The New Orleans stablehands were "boys" in the 1920s, Fitz Gerald tells us. Are they still alive? Did they have sons or daughters who they discussed this with? I asked the mayor of New Orleans ("the Big Easy") and the New Orleans Times Picayune for simple help--which would never come.
John J. Fitz Gerald had a brief marriage, but had no children. After this story made "Dear Abby" in 1997, I was contacted by David Fitz Gerald, a nephew living in New Jersey. He could not provide any additional details.

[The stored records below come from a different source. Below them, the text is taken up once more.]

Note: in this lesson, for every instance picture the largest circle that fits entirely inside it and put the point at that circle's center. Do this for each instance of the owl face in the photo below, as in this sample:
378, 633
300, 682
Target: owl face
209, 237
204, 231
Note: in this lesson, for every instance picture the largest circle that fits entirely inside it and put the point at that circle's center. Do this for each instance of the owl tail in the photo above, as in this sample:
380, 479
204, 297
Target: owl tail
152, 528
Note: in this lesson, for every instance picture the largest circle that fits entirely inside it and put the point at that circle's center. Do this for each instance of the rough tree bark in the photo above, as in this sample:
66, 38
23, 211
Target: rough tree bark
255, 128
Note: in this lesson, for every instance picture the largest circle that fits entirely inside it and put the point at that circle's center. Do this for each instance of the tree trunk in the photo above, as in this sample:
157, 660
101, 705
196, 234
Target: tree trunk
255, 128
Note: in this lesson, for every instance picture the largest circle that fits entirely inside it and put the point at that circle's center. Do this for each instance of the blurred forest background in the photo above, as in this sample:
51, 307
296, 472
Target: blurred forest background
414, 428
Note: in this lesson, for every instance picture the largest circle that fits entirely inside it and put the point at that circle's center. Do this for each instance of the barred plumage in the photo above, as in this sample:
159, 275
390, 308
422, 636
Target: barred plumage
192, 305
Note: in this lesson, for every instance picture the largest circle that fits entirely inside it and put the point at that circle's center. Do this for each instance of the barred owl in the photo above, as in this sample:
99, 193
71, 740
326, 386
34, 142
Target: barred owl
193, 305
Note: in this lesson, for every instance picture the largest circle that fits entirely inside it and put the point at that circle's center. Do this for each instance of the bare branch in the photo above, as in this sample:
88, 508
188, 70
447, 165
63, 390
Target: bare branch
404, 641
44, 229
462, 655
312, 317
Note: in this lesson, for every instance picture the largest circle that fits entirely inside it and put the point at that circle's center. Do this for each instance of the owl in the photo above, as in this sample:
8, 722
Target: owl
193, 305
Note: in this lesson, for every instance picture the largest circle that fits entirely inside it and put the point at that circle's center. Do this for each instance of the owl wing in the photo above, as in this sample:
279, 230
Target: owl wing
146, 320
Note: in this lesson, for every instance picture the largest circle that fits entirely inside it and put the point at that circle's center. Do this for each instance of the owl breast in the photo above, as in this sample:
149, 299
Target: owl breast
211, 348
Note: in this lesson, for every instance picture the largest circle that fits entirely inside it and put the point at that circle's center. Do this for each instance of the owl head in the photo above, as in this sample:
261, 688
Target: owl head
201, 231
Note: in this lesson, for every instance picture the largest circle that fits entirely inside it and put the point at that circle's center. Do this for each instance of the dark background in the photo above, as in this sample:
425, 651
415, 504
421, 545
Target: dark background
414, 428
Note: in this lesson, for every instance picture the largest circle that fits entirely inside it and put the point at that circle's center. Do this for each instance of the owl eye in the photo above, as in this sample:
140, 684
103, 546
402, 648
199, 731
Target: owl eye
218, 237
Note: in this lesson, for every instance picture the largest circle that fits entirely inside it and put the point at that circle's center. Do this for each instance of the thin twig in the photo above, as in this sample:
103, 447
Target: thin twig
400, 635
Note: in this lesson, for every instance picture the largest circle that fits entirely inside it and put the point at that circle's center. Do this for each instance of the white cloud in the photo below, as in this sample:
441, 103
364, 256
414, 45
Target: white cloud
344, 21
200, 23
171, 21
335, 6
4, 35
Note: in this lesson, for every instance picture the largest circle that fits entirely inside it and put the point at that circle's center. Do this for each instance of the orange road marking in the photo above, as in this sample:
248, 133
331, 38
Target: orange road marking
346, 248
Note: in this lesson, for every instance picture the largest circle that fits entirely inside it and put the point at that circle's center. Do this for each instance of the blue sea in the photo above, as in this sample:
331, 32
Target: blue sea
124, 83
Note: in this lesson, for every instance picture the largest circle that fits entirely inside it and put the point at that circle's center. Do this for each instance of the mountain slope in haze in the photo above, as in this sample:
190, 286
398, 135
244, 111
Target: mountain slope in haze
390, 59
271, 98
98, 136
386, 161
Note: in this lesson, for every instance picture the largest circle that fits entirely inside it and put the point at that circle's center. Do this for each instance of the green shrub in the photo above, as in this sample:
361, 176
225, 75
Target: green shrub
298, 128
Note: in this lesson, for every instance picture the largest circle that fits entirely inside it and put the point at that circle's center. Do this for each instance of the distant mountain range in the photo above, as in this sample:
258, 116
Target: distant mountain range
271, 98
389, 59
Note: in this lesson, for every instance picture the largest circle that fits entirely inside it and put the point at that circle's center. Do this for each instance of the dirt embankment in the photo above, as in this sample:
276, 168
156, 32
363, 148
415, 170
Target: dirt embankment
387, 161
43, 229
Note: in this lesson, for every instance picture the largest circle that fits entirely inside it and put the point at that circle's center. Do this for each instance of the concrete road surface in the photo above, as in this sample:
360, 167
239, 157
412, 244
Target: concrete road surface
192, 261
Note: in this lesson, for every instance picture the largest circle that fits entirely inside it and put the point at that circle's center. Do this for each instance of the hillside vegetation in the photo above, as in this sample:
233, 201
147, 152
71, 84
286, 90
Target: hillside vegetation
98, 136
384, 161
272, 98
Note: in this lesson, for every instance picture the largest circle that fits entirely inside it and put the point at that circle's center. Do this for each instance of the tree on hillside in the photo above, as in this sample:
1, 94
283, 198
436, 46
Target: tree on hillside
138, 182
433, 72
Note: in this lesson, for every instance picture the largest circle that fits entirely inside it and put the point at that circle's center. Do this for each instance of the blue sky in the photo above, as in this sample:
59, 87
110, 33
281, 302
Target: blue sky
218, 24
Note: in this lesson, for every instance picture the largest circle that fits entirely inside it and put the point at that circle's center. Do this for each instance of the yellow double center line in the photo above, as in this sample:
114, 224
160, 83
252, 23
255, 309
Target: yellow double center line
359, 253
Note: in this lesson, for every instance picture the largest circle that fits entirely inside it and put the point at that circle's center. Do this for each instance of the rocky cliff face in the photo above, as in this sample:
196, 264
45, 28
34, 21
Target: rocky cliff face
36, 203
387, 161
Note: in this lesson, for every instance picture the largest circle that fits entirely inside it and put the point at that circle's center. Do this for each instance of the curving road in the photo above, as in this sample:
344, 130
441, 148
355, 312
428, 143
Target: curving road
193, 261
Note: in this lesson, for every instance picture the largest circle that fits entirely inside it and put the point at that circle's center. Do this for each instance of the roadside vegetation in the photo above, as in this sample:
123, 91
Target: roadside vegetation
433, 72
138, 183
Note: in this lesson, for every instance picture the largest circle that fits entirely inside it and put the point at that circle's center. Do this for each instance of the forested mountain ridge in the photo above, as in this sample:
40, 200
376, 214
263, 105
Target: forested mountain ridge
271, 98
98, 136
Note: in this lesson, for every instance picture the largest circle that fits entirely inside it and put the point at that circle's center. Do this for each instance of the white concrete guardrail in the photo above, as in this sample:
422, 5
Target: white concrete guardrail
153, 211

Pat Lynch (a track writer on the New York Journal-Aemrican, now deceased) was the oldest track man that the New York Racing Association could put me in touch with. Lynch knew about Fitz Gerald and "the Big Apple." Ironically, Lynch originally sent me on the wrong track in 1991. Fitz Gerald "couldn't write his own name," Lynch said.
John J. Fitz Gerald has a brother, James, who wrote for the Washington Post. Maybe the brother was still alive, or had children who were still alive? I wrote to the Washington Post and boy, did I get a response!
Shirley Povich -- the father (yes, it's a man's name) of television talk show host Maury Povich -- began writing sports for the Washington Post in 1923. He was inducted into the sportswriters section of the Baseball Hall of Fame in Cooperstown. He died on June 4, 1998, age 92. At age 90, he was kind enough to write this:
Dear Mr. Popik,
My name is Shirley Povich, and I joined The Washington Post in 1922, first as a city room reporter and then sports writer, sports editor and columnist. I am now ninety. Ostensibly I retired in 1974, but it seems I have been behind in my work every (sic) since, having written a column for The Post last Sunday.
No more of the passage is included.